As temperatures continue to plummet in the Midwest, so does the availability of propane for heating homes and businesses.
Local propane providers, as well as users, are working diligently to try to conserve as much of the now coveted fuel.
“There’s definitely a shortage this year,” said Mike Petersen, owner of Petersen Oil in Greenville.
Pipelines from the southern part of the United States and shipping trucks can’t move the product north fast enough for the region of the country experiencing extreme lows in temperatures.
As a result, companies and users are trying to stretch out the usage of available propane, allocating the amount of fuel provided to customers.
Petersen Oil has restricted its tank fills to 60 percent instead of the normal 80 percent, which allows for expansion inside the tank, “in hopes to stretch out supplies,” Petersen said.
Marc Foerster, vice president of business development for Crystal Flash in Greenville, said his customers shouldn’t see a change in service, but for those who do not have a capped price, the costs for propane are on the rise.
Tom Blumberg, Gowen resident and owner of Hounds of Von Blumberg Kennels & Co., said he just received 200 gallons of propane in his 1,000-gallon tank, which was down to just 15 percent capacity. He said he hopes to stretch it out for a few weeks, but is unsure if that’s possible.
“I don’t know what we’re going to do,” he said. “That’s our only heat out there. We have no other way of getting heat out there. That’s our income.
“If we lose our heat, then pipes can start to break and all that,” he added.
Blumberg said he’s lowered the temperature slightly in the building and is limiting the space he heats, shutting down a greenhouse housing plants he says he’s sure to lose now.
“It’s hard to keep up with the temperatures out there,” he said. “We shut down everything we can.”
Companies like Petersen Oil are going to great lengths to obtain the much-needed fuel as temperatures continue to hover in the lower teens.
And because the shortage of propane is region wide, what would normally be a trip three hours away to restock inventory has now turned into a nationwide scramble for propane. Petersen said he has trucks currently headed for Texas to purchase the fuel.
It’s a measure he’s never taken in 25 years in the business and said it’s because the shortage is so widespread, which is why resources from the south can’t keep up with the north’s demand.

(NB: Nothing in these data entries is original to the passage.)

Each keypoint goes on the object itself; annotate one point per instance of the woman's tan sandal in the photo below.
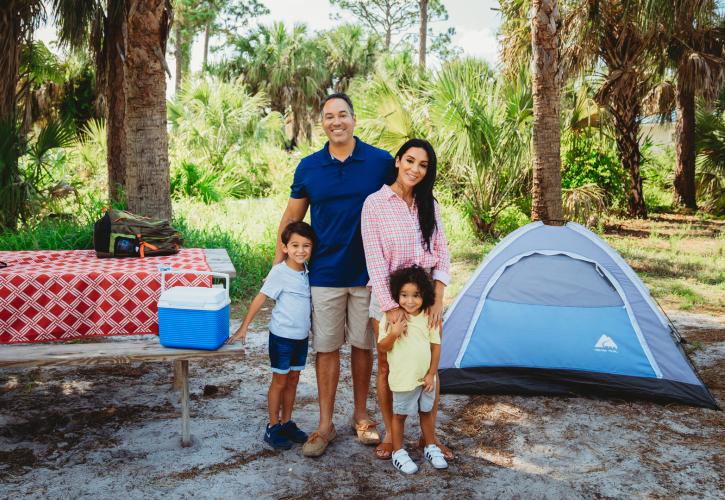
(366, 431)
(317, 443)
(447, 452)
(384, 451)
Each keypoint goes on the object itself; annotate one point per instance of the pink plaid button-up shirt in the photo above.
(392, 239)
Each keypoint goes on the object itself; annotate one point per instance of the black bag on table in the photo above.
(123, 234)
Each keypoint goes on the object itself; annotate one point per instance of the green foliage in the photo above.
(480, 126)
(483, 130)
(585, 165)
(710, 133)
(52, 234)
(26, 180)
(252, 262)
(219, 133)
(657, 176)
(510, 219)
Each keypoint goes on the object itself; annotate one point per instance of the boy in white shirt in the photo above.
(289, 329)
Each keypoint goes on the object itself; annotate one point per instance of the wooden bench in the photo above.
(119, 350)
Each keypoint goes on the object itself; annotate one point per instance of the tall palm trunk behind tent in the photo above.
(626, 110)
(113, 81)
(546, 195)
(685, 145)
(147, 175)
(10, 34)
(423, 33)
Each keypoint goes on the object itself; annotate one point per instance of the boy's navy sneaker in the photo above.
(293, 433)
(273, 436)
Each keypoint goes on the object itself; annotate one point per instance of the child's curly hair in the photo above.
(417, 276)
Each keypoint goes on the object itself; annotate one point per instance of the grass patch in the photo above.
(681, 258)
(50, 235)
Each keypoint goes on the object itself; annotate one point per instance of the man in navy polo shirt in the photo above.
(334, 183)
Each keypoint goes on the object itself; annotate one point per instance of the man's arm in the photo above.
(295, 212)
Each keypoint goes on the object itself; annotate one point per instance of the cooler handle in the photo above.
(191, 271)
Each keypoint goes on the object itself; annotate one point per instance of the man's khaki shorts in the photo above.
(339, 314)
(374, 311)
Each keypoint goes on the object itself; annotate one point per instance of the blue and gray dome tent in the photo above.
(556, 310)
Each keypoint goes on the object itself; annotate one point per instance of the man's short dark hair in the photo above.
(338, 95)
(418, 277)
(301, 228)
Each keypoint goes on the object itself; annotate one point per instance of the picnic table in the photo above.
(142, 348)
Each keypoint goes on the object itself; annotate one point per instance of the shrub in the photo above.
(585, 165)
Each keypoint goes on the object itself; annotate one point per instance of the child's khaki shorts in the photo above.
(413, 402)
(339, 314)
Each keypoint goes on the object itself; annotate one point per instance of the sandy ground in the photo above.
(110, 432)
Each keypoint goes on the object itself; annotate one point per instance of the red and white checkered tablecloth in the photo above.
(69, 294)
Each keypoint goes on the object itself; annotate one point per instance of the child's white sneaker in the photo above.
(435, 456)
(403, 462)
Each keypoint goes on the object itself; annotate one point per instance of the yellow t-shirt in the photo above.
(409, 360)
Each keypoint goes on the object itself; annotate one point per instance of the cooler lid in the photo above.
(194, 297)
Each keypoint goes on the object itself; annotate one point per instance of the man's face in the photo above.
(338, 122)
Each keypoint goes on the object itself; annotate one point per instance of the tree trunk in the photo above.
(10, 35)
(546, 193)
(423, 34)
(207, 34)
(147, 174)
(626, 110)
(115, 88)
(685, 193)
(9, 59)
(178, 56)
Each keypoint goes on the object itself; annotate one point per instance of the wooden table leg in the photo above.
(184, 376)
(176, 379)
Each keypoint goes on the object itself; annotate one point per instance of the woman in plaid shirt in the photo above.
(401, 227)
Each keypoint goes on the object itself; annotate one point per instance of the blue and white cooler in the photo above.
(193, 317)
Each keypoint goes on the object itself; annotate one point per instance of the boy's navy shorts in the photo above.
(287, 354)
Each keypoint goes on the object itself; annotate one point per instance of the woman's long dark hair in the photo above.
(423, 191)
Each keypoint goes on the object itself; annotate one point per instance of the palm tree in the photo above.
(349, 52)
(694, 46)
(546, 203)
(18, 20)
(147, 169)
(482, 126)
(288, 67)
(128, 40)
(612, 38)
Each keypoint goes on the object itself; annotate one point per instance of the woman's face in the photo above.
(412, 167)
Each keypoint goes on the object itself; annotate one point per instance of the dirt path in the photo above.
(113, 432)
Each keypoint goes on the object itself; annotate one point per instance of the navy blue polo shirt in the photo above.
(336, 191)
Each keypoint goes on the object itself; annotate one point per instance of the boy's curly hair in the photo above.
(301, 228)
(418, 277)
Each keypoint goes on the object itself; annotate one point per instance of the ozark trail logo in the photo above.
(606, 344)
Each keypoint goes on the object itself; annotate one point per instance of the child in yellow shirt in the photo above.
(413, 350)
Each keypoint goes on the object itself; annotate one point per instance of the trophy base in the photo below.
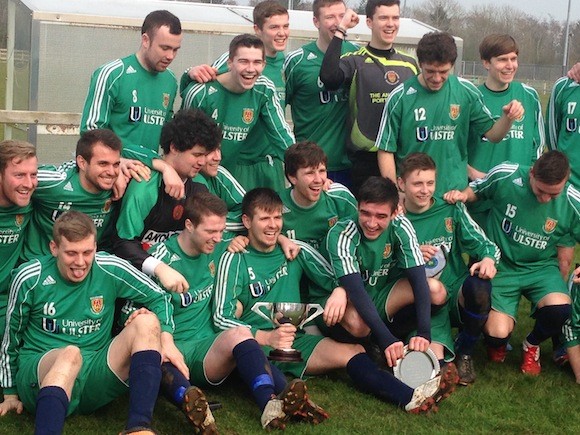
(291, 355)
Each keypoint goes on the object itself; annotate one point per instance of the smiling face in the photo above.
(245, 67)
(157, 53)
(384, 25)
(308, 184)
(263, 228)
(274, 33)
(418, 187)
(18, 181)
(74, 259)
(101, 172)
(328, 19)
(501, 71)
(374, 218)
(203, 238)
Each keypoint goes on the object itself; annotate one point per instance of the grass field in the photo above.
(502, 400)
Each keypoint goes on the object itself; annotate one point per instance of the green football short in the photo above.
(194, 353)
(304, 343)
(509, 286)
(95, 386)
(268, 172)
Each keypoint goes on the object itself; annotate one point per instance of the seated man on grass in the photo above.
(58, 356)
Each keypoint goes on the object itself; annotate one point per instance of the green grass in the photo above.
(502, 400)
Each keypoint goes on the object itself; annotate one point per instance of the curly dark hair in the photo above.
(189, 128)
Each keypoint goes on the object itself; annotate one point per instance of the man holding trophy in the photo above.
(245, 281)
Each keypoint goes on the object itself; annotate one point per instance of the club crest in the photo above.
(248, 115)
(550, 225)
(97, 304)
(454, 111)
(387, 251)
(449, 224)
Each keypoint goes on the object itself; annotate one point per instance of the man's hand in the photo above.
(135, 169)
(394, 352)
(485, 269)
(428, 251)
(419, 344)
(170, 353)
(513, 110)
(171, 279)
(454, 196)
(238, 245)
(335, 307)
(202, 73)
(136, 313)
(11, 403)
(349, 20)
(289, 247)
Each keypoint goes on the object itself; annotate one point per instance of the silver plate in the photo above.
(416, 368)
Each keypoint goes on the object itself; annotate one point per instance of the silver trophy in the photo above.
(287, 312)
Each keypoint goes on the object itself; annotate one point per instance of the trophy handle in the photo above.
(256, 308)
(319, 311)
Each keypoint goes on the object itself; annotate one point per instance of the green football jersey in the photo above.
(311, 224)
(237, 114)
(319, 115)
(133, 102)
(438, 123)
(192, 310)
(226, 187)
(380, 262)
(59, 190)
(452, 227)
(46, 312)
(562, 123)
(526, 231)
(256, 276)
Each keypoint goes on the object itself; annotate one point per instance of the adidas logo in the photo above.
(49, 280)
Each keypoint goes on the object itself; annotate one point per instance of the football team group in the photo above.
(404, 200)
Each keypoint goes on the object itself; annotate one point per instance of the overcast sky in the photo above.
(539, 8)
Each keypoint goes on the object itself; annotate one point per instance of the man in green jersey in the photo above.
(18, 179)
(434, 113)
(148, 214)
(370, 73)
(571, 328)
(377, 260)
(259, 163)
(308, 200)
(238, 98)
(212, 356)
(58, 356)
(528, 242)
(263, 274)
(84, 184)
(525, 141)
(134, 96)
(319, 114)
(445, 231)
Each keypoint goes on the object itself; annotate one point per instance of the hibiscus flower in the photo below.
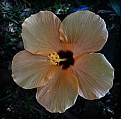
(59, 59)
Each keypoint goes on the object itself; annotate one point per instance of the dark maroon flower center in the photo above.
(68, 55)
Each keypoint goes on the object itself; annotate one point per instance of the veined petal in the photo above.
(95, 75)
(40, 33)
(31, 71)
(83, 31)
(60, 93)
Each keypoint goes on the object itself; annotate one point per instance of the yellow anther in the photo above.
(54, 58)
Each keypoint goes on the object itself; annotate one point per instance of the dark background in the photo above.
(19, 103)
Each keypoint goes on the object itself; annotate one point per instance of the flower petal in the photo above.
(31, 71)
(95, 75)
(40, 33)
(60, 93)
(83, 31)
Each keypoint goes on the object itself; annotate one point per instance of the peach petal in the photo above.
(31, 71)
(40, 33)
(83, 32)
(60, 93)
(95, 75)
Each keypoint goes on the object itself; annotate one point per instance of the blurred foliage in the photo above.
(16, 102)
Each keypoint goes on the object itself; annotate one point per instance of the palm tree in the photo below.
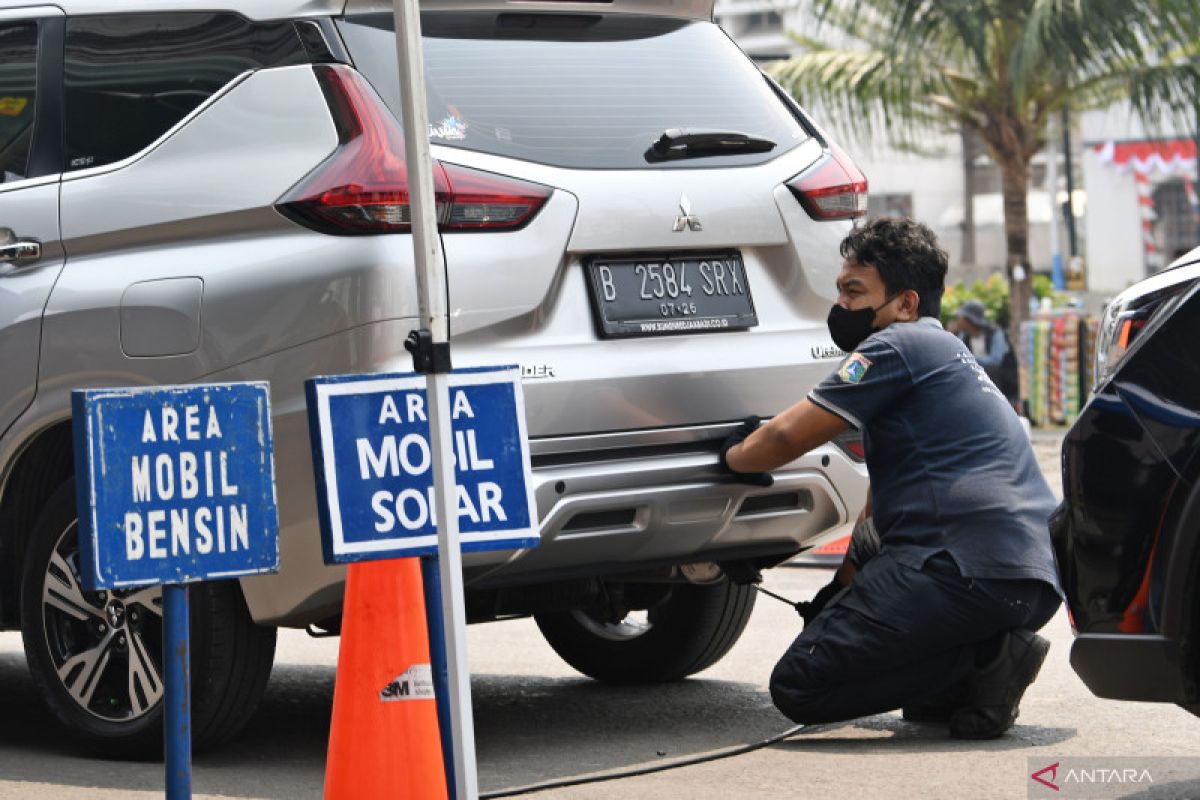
(1000, 68)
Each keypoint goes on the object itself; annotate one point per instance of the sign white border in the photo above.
(397, 545)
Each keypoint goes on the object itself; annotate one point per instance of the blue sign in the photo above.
(375, 467)
(175, 483)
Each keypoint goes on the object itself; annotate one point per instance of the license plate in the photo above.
(676, 294)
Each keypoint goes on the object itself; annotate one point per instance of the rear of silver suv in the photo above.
(629, 210)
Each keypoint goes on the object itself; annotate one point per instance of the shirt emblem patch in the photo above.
(853, 368)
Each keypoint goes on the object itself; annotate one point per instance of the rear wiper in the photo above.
(682, 143)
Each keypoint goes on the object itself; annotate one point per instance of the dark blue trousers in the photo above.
(897, 636)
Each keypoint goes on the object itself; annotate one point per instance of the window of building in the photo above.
(888, 205)
(1175, 229)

Petersen said the issue really began last autumn after a late corn harvest — which also set record highs for production — meant corn dryers, which use propane, ran longer. The fall corn harvest, which is normally wrapped up in mid-November, lasted into December.
In typical years, propane providers stock up on the fuel between harvest and the winter, preparing for the cold. But Mother Nature took little notice, dumping snow on the area far sooner than it had in recent years.
“Normally we have a three-or-four-week span between harvest and winter,” Petersen said. “This year the demand never ended. We really started out short on supply and never really caught up. The infrastructure can’t move the product fast enough. On top of that, it was an early winter and a cold winter and that meant an increase in demand in home heating.”
Foerster said Crystal Flash also had to “dip into” reserves for the increased demand for propane for corn dryers and residential customers are now using up to 15 percent more this winter than in the past. He said Crystal Flash has prepared for such high demand by contracting for propane year round and spreading its purchases across several suppliers.
There are normally two options to obtain fuel. One is what’s called contract product, which companies store in facilities, and the other is “spot market” product where producers buy and sell excess fuel stored from the summer.
Crystal Flash mostly contracts and builds reserves, something Foerster says are “a rainy day fund of sorts.”
“That’s exactly why we do this,” he said.
Petersen said it’s preferred not to deplete contract product, but “we’re going through those reserves faster than normal.” And for spot market fuel, well, “that is gone,” he said. “I’ve been in the business for 25 years and I’ve never seen this.”
Gov. Rick Snyder earlier this month issued an executive order, declaring a state of energy emergency in the state due to the temporary shortages of heating oil and propane.
“The extreme cold and hazardous winter weather of the past week continues to impact our communities,” Snyder stated.
The executive order suspends state and federal regulations relating to hours of service for motor carriers and drivers transporting heating oil and propane within Michigan, enabling these individuals to exceed the number of hours and consecutive days in which they can operate a commercial motor vehicle to try to get propane to users.
“This executive order will ensure there is enough heating oil and propane in the coming days and weeks to protect the health, safety and welfare of Michigan residents and visitors,” Snyder stated.
As users wait for more propane to heat their homes and businesses, those providing it to them are waiting for higher temperatures.
“At this point the weather is really working against us,” Petersen said. “Warm weather is really the only relief we’re going to get.”